How to plot two columns of a pandas data frame using points
I have a pandas dataframe and would like to plot values from one column versus the values from another column. Fortunately, there is plot
method associated with the data-frames that seems to do what I need:
df.plot(x='col_name_1', y='col_name_2')
Unfortunately, it looks like among the plot styles (listed here after the kind
parameter) there are not points. I can use lines or bars or even density but not points. Is there a work around that can help to solve this problem.
You can specify the style
of the plotted line when calling df.plot
:
df.plot(x='col_name_1', y='col_name_2', style='o')
The style
argument can also be a dict
or list
, e.g.:
import numpy as np
import pandas as pd
d = {'one' : np.random.rand(10),
'two' : np.random.rand(10)}
df = pd.DataFrame(d)
df.plot(style=['o','rx'])
All the accepted style formats are listed in the documentation of matplotlib.pyplot.plot
.
For this (and most plotting) I would not rely on the Pandas wrappers to matplotlib. Instead, just use matplotlib directly:
import matplotlib.pyplot as plt
plt.scatter(df['col_name_1'], df['col_name_2'])

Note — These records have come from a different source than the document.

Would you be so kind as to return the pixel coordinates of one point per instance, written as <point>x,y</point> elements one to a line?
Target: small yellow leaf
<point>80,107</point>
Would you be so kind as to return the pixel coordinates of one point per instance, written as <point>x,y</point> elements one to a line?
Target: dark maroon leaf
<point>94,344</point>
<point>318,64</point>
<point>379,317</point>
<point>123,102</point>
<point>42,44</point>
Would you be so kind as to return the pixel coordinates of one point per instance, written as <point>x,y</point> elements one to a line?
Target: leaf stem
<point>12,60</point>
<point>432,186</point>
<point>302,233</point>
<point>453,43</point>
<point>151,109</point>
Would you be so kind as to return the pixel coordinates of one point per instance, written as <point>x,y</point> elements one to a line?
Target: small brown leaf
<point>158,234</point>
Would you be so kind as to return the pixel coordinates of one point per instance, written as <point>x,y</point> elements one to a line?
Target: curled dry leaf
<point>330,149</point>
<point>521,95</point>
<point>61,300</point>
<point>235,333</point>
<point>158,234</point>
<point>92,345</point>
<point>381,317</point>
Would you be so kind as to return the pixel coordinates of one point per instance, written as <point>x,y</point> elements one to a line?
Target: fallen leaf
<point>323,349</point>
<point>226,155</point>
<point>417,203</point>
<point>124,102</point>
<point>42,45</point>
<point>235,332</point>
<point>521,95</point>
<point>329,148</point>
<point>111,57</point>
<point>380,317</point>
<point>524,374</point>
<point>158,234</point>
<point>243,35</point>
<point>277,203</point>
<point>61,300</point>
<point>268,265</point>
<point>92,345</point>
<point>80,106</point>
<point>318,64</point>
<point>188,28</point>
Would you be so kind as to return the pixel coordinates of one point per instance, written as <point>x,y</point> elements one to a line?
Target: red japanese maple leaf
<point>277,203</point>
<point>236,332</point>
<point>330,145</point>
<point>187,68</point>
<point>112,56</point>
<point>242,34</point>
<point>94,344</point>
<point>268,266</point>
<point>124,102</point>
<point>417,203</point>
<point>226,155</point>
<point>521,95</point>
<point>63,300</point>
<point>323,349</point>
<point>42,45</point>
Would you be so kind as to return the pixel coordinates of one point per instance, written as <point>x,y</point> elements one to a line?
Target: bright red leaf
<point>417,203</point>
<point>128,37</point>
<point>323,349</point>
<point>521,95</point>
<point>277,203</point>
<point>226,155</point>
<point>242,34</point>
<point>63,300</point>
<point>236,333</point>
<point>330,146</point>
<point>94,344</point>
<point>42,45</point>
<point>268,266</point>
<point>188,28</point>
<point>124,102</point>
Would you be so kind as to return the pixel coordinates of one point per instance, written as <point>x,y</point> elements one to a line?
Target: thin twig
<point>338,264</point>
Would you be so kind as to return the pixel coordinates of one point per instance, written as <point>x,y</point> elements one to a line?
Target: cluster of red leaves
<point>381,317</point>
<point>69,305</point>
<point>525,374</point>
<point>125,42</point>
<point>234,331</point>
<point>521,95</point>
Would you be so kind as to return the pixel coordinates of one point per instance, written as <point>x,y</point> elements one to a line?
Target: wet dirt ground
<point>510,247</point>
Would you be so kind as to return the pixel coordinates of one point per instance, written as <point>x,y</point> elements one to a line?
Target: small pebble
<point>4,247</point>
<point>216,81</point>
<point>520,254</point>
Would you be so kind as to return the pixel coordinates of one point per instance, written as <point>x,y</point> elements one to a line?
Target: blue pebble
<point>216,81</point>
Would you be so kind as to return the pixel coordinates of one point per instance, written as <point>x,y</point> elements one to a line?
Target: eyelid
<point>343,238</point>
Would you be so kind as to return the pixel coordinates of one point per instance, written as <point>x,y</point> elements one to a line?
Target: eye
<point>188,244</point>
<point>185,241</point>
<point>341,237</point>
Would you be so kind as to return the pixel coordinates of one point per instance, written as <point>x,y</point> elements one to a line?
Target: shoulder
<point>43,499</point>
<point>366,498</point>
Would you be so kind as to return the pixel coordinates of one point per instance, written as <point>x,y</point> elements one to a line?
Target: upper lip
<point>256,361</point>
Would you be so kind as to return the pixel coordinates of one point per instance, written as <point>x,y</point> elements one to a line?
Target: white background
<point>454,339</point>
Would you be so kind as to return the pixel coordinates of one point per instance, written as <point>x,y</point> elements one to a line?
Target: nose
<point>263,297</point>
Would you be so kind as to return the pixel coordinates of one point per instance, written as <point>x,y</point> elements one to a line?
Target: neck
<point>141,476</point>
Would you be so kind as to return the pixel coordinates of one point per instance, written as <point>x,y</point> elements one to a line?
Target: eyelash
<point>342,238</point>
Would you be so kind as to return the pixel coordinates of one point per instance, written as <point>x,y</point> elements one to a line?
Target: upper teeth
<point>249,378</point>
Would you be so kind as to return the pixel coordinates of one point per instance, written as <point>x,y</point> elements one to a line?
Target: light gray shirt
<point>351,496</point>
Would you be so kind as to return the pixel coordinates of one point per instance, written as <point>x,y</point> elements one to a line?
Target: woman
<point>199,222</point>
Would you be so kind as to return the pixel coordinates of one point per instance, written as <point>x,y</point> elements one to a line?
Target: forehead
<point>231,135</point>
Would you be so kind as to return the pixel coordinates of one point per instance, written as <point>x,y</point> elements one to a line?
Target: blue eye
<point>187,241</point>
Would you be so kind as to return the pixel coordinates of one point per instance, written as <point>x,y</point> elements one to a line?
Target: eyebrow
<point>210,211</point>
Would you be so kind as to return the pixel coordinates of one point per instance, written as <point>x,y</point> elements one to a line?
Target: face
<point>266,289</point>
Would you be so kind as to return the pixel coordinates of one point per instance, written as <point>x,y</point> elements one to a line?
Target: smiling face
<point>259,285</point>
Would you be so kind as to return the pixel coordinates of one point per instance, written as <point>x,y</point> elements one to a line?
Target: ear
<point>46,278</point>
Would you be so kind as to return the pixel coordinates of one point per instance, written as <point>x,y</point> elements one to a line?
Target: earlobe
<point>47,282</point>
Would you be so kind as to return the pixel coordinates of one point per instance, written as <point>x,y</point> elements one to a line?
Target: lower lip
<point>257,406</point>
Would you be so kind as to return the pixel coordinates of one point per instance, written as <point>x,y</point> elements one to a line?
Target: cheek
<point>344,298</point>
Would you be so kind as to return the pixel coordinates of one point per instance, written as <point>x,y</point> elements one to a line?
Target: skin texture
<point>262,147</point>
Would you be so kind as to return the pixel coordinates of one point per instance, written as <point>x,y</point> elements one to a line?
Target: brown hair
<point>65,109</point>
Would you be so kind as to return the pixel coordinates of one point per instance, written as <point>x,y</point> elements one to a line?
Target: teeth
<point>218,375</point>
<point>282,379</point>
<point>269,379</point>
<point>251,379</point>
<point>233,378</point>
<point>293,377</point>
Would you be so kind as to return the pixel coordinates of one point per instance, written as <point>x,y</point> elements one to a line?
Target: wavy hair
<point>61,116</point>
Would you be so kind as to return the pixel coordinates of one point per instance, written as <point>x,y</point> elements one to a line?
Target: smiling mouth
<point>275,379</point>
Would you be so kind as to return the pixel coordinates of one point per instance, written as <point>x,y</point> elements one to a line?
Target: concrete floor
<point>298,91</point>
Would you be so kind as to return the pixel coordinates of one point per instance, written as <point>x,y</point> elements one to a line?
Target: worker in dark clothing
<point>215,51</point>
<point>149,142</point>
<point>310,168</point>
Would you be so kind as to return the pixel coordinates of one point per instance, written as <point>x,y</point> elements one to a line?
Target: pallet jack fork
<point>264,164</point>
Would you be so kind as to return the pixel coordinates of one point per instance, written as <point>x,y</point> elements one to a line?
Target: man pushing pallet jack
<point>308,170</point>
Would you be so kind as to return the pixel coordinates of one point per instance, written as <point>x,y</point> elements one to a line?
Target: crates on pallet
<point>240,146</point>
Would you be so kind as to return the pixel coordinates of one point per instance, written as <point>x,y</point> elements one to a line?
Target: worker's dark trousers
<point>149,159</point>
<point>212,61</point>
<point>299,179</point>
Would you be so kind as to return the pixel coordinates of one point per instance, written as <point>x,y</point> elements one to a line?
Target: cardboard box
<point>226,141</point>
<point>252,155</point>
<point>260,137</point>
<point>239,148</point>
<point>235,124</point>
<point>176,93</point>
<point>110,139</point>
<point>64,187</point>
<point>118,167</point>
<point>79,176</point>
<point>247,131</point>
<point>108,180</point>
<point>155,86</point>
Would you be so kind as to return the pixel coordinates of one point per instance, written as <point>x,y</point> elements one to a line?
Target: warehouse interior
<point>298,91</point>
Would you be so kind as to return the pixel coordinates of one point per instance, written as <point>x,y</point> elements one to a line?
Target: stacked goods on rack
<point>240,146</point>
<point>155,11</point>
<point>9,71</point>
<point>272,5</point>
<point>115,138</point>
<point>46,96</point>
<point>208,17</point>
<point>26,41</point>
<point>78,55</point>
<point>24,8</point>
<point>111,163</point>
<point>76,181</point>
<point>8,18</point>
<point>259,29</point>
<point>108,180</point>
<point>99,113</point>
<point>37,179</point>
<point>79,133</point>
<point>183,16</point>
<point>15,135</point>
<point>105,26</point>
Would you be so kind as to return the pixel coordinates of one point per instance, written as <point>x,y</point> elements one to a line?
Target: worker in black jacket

plt.show() # Depending on whether you use IPython or interactive mode, etc.
and remember that you can access a NumPy array of the column's values with df.col_name_1.values
for example.
I ran into trouble using this with Pandas default plotting in the case of a column of Timestamp values with millisecond precision. In trying to convert the objects to datetime64
type, I also discovered a nasty issue: < Pandas gives incorrect result when asking if Timestamp column values have attr astype >.